Upstate experienced that phenomenon firsthand with its own Intense Chocolate milk. Introduced originally as a single-serve, the flavor proved so popular that the company recently introduced a half-gallon size of the product. Likewise, Fleming credits the success of the single-serve with boosting sales of Turner’s gallon and halfgallon chocolate milks.
Meanwhile, Shamrock Foods saw the need for an extra-large single-serve product, geared specifically towards adult and teen males. That led the Phoenix-based company to introduce Mega Moo, a 20-ounce chocolate milk available only in convenience stores. Initiatives such as these could be particularly beneficial to the future of flavored milk, as processors struggle to hang onto young adults who Nagle says typically leave the category in droves between the ages of 12 and 24.
Building The Brand
Although chocolate milk has traditionally garnered the lion’s share of attention, Nagle is quick to point out that other flavors have fared very well when given a chance. In vending test by the Fluid Milk Strategic Thinking Initiative, for example, orange milk accounted for 10 percent of the volume in markets where it was available; strawberry milk for 25 percent; and coffee milk for 30 percent.
According to Nagle, this demonstrates the need for milk processors to think out of the box and move beyond what have traditionally been considered appropriate flavors for milk. Within the past year, for example, Upstate Farms has rolled out two new single-serve milks – Intense Strawberry and Intense Mocha Java, while Shamrock added a Vanilla variety to its “mmmilk” line.
“Variety will drive the level of interest in the category,” says Ann Ocana, Shamrock’s vice president of corporate marketing. “Although chocolate will probably always be king, we fel that people want something new to try.”
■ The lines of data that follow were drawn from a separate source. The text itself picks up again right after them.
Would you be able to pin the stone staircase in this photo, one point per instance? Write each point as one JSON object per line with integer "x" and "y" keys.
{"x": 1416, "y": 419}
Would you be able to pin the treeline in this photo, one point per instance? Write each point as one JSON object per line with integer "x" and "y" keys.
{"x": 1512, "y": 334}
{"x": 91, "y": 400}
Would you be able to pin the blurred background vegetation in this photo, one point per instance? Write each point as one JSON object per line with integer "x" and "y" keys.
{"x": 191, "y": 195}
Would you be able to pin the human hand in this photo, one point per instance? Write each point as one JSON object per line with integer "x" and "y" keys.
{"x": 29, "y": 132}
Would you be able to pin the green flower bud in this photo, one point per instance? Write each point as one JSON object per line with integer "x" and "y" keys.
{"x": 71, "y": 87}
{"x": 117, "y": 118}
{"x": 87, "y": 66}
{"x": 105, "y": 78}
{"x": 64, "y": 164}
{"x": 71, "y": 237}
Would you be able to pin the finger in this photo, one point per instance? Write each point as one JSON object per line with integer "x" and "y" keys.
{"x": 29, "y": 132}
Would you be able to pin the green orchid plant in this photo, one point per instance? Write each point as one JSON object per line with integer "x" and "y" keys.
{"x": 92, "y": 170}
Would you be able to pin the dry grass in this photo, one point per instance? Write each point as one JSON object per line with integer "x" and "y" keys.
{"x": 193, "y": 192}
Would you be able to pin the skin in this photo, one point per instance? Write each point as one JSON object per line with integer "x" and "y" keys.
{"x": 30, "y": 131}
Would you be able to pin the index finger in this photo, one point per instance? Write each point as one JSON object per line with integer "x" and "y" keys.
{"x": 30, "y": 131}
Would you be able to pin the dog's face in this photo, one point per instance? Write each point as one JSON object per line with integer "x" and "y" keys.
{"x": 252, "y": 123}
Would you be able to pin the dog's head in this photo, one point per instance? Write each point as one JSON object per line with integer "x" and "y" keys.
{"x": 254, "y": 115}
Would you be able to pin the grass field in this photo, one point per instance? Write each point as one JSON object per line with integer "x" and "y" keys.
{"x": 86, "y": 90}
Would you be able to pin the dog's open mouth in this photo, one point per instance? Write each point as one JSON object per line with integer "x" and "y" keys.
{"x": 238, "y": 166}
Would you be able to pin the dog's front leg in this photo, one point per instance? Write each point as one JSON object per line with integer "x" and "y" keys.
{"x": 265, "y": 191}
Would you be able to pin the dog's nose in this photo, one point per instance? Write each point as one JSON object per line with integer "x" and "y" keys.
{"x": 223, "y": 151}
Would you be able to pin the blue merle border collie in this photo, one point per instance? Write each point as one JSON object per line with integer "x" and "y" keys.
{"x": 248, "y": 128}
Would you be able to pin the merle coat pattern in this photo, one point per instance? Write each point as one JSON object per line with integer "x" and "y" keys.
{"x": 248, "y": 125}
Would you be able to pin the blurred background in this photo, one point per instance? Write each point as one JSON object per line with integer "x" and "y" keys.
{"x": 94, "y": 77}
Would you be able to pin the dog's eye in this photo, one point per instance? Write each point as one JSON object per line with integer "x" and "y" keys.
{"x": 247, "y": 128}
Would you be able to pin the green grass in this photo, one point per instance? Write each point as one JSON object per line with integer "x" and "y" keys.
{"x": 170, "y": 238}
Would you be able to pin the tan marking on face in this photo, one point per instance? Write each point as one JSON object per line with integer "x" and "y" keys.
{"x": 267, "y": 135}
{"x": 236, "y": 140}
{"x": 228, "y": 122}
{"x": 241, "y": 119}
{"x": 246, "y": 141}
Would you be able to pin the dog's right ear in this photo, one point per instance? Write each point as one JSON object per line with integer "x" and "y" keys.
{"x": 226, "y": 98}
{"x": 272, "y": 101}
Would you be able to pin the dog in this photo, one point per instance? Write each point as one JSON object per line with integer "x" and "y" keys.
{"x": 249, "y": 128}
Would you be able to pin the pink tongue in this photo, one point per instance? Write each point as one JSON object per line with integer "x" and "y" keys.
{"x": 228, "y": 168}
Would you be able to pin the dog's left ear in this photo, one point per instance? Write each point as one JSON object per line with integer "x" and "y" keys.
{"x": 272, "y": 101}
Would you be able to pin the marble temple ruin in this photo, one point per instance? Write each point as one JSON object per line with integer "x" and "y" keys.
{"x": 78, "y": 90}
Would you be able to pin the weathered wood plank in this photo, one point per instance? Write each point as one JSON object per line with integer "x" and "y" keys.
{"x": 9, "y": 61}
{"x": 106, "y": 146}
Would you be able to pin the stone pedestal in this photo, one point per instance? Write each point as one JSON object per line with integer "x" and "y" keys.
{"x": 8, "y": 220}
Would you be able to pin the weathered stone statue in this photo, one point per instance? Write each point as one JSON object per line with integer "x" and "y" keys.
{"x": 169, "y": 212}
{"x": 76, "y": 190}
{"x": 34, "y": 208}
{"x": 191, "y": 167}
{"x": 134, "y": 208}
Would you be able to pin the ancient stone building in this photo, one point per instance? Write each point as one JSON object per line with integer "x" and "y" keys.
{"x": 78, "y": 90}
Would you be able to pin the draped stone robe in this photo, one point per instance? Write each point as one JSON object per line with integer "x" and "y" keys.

Meanwhile, Seattle-based WestFarm Foods has focused its efforts on revamping its Darigold packaging, including that of its DariGo line of fla- vored, single-serve milks. The new package featuring a larger brand name logo, which is angled to “give it more movement on the shelf.” In addition, WestFarm recently introduced a new mascot – Smoooth, a “hip cow with a little bit of attitude,” designed to be the personification of the Darigold brand. Smoooth makes in-person appearances at events in and around Seattle and Portland where he and his crew hand out Darigold samples and coupons.
“I’ve long believed that having a product sample in a consumer’s hands is one of the best ways to introduce them to the quality of your products,” says Randy Eronimous, director of marketing. “It’s an overall pleasant experience, which raises the awareness of the Darigold brand and gets people to try our products.”
Those kinds of brand-building efforts are especially crucial for flavored milk processors, says Nagle. While private label makes up approximately 60 percent of white milk sales, the opposite is true when it comes to flavored milk, where branded products account for more than 75 percent of sales.
“This represents an overall shift toward brand marketing in the milk industry, and it’s focused on flavored and single-serve products,” Nagle explains.
If milk processors truly want to compete against the Cokes, Pepsi’s and Tropicana’s of the world, however, Eronimous believes they must take advantage of existing opportunities to promote the healthfulness of milk. And with so many non-dairy products trying to encroach on milk’s turf through the addition of calcium, this may mean that processors will have to look into further fortifying milk in order to make it even more of a health beverage than it is naturally.
“Milk is already viewed by consumers as an excellent source of calcium, so if we can improve on that, it just makes milk that much more appealing to consumers,” says Eronimous. “If the orange juice companies and the cereal companies, and many other types of food product companies, are touting the calcium message, and we, as an industry, don’t take that and make it one of our most important statements, we are missing a great opportunity.”
Julie Cook is a freelance journalist based in the Chicagoland area.